Gareth Mason finds that visiting one of Quito's prisons is a sobering and cautionary dip into a very alternative culture...
When the prison door shuts behind you – you’re on your own. And that’s just the visitors. You soon find that the Ecuadorian prison system is somewhat different to what you find in Europe or North America. A vaguely organised chaos prevails behind those locked doors. Prisoners and visitors are free to wander from wing to wing, from foodstall to coffee stand, while yelling children charge about the women’s prison making a playground of their closed concrete home. Most of the foreigners jailed here have been sentenced for drug trafficking. Some are lifelong criminals, some incarcerated for a one-off job which went badly wrong. A few offer compelling cases to be set free.

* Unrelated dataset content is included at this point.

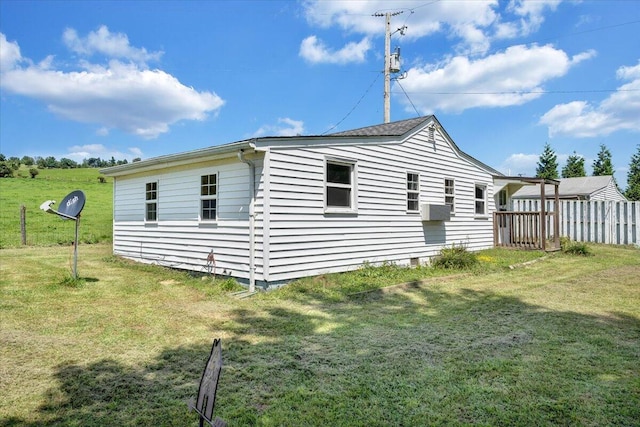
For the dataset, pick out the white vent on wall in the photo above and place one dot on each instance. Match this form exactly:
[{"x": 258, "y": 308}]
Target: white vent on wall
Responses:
[{"x": 431, "y": 212}]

It is not uncommon in South America for travellers to be set up by drug smugglers unwilling to risk their own liberty taking a bag through customs stitched full of cocaine. Being a gringo offers little immunity to the drug laws – where being a gringo means you almost certainly have more money to lose than the natives. Many prisoners are awaiting sentences long after they were arrested while many have lost considerable sums of money to crooked lawyers who took the case before hotfooting it with the cash.
Money rules life inside. This includes paying for the cramped shared cells and the digestible alternatives to the cauldron of greasy slop which serves as default prison food. Fresh food, books, cigarettes, toiletries and clothes are all gratefully received by the inmates, whether for personal use or as a form of barter. Many foreigners simply want company or news from home in a place in which they will always be an outsider. Visitors are considered sacrosanct in its overcrowded labyrinthine corridors and few who go are unmoved or not intimidated by the life inside. It’s a dark flip side to the pleasurable free life of most travellers through this colourful continent. Its true horror is how ‘normal’ you may find so many of its inmates.